Developing With OpenLineage
As there are hundreds and possibly thousands databases, query engines and other tools you could use to process, create and move data, there's great chance that existing OpenLineage integration won't cover your needs.
However, OpenLineage project also provides libraries you could use to write your own integration.
Clients
For Python and Java, we've created clients that you can use to properly create and emit OpenLineage events to HTTP, Kafka, and other consumers.
API Documentation
Common Library (Python)
Getting lineage from systems like BigQuery or Redshift isn't necessarily tied to orchestrator or processing engine you're using. For this reason, we've extracted that functionality from our Airflow library and packaged it for separate use.
Environment Variables
The list of available environment variables for Python can be found here. The list of available environment variables for Java can be found here.
SQL parser
We've created SQL parser that allows you to extract lineage from SQL statements.
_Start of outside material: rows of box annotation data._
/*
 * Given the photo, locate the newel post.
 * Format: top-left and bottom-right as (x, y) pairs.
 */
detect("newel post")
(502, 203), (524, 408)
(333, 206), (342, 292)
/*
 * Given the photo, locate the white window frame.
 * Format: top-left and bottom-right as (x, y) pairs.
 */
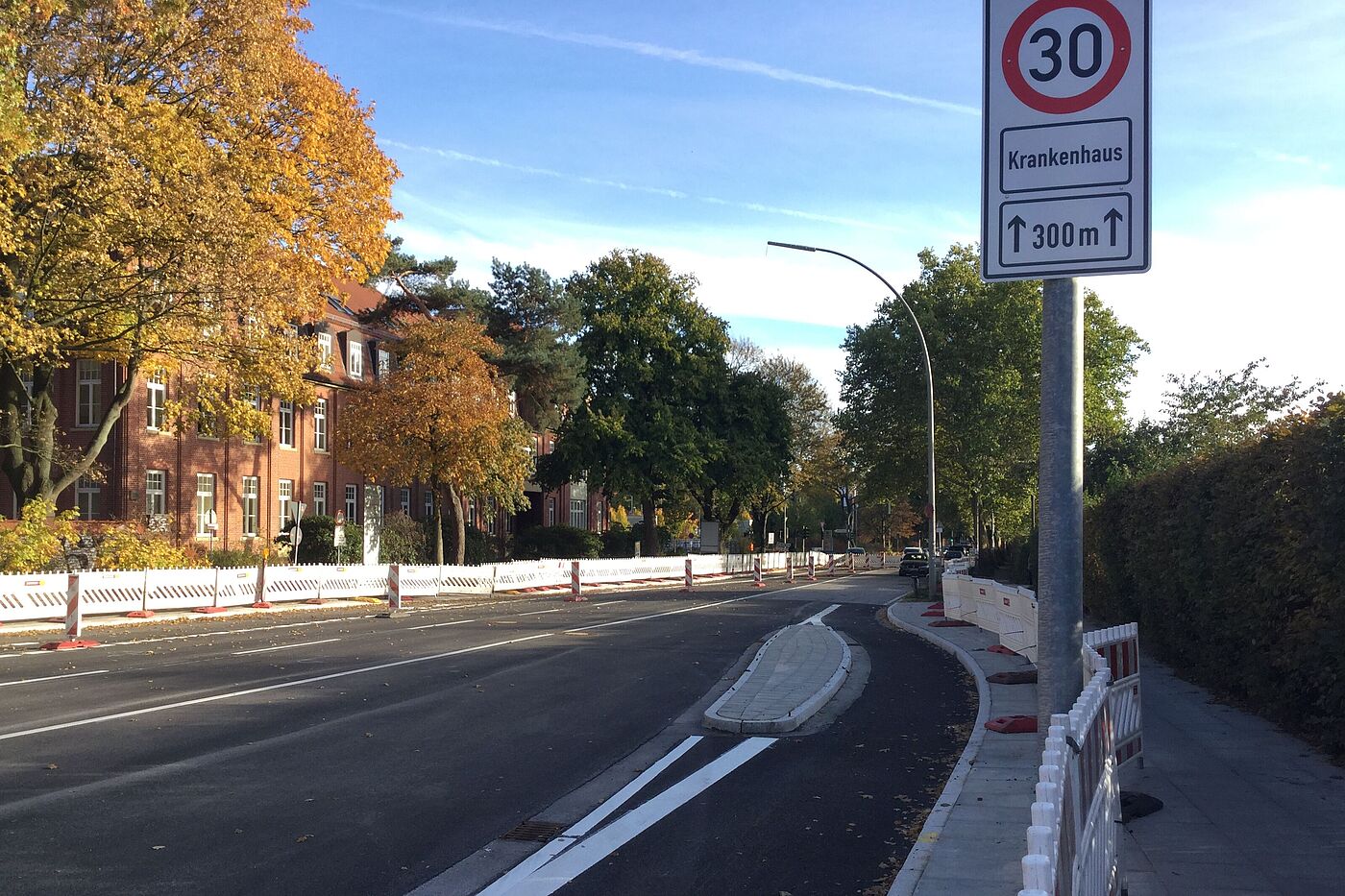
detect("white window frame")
(276, 400), (295, 448)
(145, 470), (168, 517)
(317, 332), (332, 370)
(346, 333), (364, 379)
(243, 476), (261, 538)
(313, 399), (327, 453)
(196, 472), (218, 538)
(75, 358), (102, 429)
(276, 479), (295, 534)
(145, 367), (168, 432)
(75, 476), (102, 520)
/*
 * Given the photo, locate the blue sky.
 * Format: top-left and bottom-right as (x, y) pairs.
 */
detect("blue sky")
(304, 0), (1345, 414)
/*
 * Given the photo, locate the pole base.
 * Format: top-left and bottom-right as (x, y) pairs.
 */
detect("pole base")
(37, 641), (98, 650)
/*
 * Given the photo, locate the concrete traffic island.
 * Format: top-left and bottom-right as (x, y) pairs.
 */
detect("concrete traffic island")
(703, 614), (851, 735)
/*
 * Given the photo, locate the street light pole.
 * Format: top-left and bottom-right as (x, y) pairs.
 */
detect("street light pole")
(766, 239), (939, 600)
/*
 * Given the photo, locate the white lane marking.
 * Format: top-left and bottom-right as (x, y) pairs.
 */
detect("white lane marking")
(0, 631), (557, 739)
(564, 594), (756, 635)
(0, 668), (108, 688)
(232, 638), (340, 657)
(499, 738), (774, 896)
(473, 735), (703, 896)
(406, 618), (477, 631)
(799, 604), (841, 625)
(565, 735), (702, 836)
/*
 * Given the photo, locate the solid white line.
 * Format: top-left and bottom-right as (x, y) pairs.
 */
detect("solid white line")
(406, 618), (477, 631)
(565, 735), (702, 836)
(800, 604), (841, 625)
(473, 735), (702, 896)
(564, 594), (756, 635)
(0, 631), (557, 739)
(0, 668), (108, 688)
(232, 638), (340, 657)
(501, 738), (774, 896)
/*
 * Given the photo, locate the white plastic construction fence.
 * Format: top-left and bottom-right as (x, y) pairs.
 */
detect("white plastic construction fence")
(942, 573), (1143, 896)
(0, 551), (861, 623)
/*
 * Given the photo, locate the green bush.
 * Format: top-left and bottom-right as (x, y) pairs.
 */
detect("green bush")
(599, 523), (635, 557)
(378, 511), (434, 564)
(1084, 396), (1345, 758)
(514, 526), (602, 560)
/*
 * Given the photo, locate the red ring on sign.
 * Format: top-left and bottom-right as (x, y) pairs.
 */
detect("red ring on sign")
(1001, 0), (1131, 115)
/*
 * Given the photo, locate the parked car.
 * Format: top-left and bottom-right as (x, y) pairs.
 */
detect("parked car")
(897, 557), (929, 578)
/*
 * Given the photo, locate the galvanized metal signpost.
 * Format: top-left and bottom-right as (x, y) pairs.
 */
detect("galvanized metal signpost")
(981, 0), (1150, 731)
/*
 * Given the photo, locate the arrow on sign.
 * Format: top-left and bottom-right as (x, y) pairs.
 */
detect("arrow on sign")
(1102, 208), (1122, 246)
(1005, 215), (1022, 252)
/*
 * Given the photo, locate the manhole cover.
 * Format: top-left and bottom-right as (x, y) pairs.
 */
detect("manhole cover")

The parser is implemented in Rust; however, it's also available as a Python library. You can take a look at its code on GitHub.
Contributing
If contributing changes, additions or fixes, please include the following header in any new files:
/*
/* Copyright 2018-2024 contributors to the OpenLineage project
/* SPDX-License-Identifier: Apache-2.0
*/
There is a pre-commit step that checks license in headers for new files when pull requests are opened.
Thanks for your contributions to the project!